А потом – бёдра. Он не раздвигал их, не требовал. Он просто держал. Одной рукой. Сильной, уверенной. Так держат женщин, которым нужно дать выдохнуть.
Я лежала, раскинувшись, с запрокинутой головой, и вдруг поняла: я не притворяюсь. Не стараюсь. Не изображаю ту, которая знает, как вести себя в постели. Я просто была.
Он вошёл в меня медленно. Не с силой – с правом. Будто я уже дала согласие давно, где-то между его взглядом и его тишиной. Будто он просто возвращался туда, откуда не хотел уходить.
Каждое движение было точным, уверенным, как у человека, который не ищет удовольствия, а возвращает его. Он не двигался, как мужчина, который хочет. Он двигался, как тот, кто знает.
Волнообразно. Внутрь. Глубоко. Потом почти исчезая – чтобы снова наполнить. Он не трахал. Он вымывал из меня накопленную дрожь. Смывал страх быть брошенной. Выталкивал из тела всё, что копилось годами: тревогу, неудовлетворённость, нужду быть «нужной».
Он не говорил ни слова. Только дыхание. Только пальцы, которые прижимали мои запястья к подушке – не как кандалы, а как привязь к реальности.
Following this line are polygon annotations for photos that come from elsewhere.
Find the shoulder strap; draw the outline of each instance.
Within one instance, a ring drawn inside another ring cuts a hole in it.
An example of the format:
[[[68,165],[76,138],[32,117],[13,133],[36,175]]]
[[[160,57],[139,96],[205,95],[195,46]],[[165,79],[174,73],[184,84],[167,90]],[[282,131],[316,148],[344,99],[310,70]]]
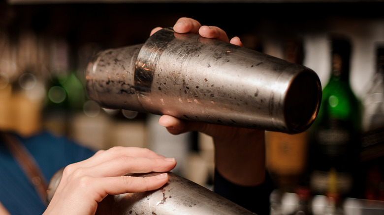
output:
[[[36,161],[25,146],[14,135],[4,132],[0,133],[0,135],[43,202],[46,203],[48,183]]]

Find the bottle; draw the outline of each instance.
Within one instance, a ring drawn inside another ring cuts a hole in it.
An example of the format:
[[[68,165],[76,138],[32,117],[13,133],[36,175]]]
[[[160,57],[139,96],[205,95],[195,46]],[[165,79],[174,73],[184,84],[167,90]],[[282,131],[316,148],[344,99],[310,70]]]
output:
[[[318,117],[310,128],[309,173],[314,194],[325,195],[331,171],[337,177],[341,196],[352,194],[354,170],[359,164],[361,104],[349,83],[349,38],[331,37],[331,71]],[[332,173],[333,174],[333,173]]]
[[[363,132],[384,127],[384,45],[376,50],[376,69],[363,100]]]
[[[376,72],[364,96],[361,166],[361,197],[384,199],[384,44],[378,43]]]
[[[343,215],[342,199],[338,187],[337,172],[331,168],[328,176],[328,188],[325,196],[327,204],[324,209],[324,215]]]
И в какой-то момент я заплакала. Тихо. Без крика. Просто текла. И он не остановился. Он двигался во мне, пока я не вырыдалась, не выгорела, не осталась пустой.
И в этой пустоте он наконец кончил. Глубоко. Долго. Без звука. Только его тело дрогнуло, как волна, накрывшая берег. И я почувствовала, как снова становлюсь собой. Не женщиной, которая живёт в бегстве. А телом, которое было возвращено домой.
Я плакала. Тихо. Не потому что было больно. А потому что впервые за долгое время мне не нужно было ничего объяснять.
Он провёл пальцем по моей щеке, смахивая слезу, потом – опустился к бедру, поцеловал. И начал снова. Медленно. Глубже. С уважением, будто я – священное.
Это была не страсть. Это было соединение. Как будто в этом акте мы оба пытались сохранить себя.
Утро пришло не светом, а дымом. Солнечные лучи, просеиваясь сквозь резные ставни, рассыпались на мою кожу, как золото в песке. Тело болело приятно – как после долгой, освобождающей тренировки. Или как после шторма, в котором не умерла, а вынырнула другой.
Он сидел на корточках у очага, подогревая остатки мескаля, смешанного с какими-то травами. На его спине – узор: змеи, перья, огонь. Живой пейзаж, выжженный в теле. Я наблюдала, как двигаются мышцы под татуировкой – как будто кто-то внутри продолжал рисовать.
Мы не говорили. У нас больше не было языка, привычного разговорам.
Он подошёл ко мне с чашей и дал отпить. Горечь обожгла язык, пронеслась по пищеводу, как ветер по пустыне. Я закрыла глаза. Видения были короткими, как вспышки: мои собственные руки, покрытые краской. Мужчины, которых я хотела забыть. Мать, у которой я так и не спросила, была ли она счастлива.
Когда я открыла глаза, он стоял передо мной с иглой в руке.
– Последнее, – сказал он.
Я кивнула. Он не спросил куда. Сам выбрал место – чуть ниже груди, слева. На том самом ребре, которое, если верить мифам, стало началом женщины.
Игла входила медленно. Он не торопился. Как будто хотел, чтобы я запомнила каждый укол. Это не было больно – это было истинно. Каждый прокол – как зарубка: "ты была здесь", "ты выжила", "ты заслужила новую плоть".
Когда он закончил, я подошла к зеркалу. Тонкая линия, похожая на перо. Или пламя. Или живую ветку.
– Что это? – спросила я впервые за всю ночь.
– Отпечаток, – ответил он. – Теперь ты не уйдёшь из себя.
Мы снова занялись любовью. Но теперь – не для очищения. А для сохранения.
Как будто он понял: я могу снова исчезнуть.
Раствориться в своих маршрутах, чужих телах и стерильных гостиницах.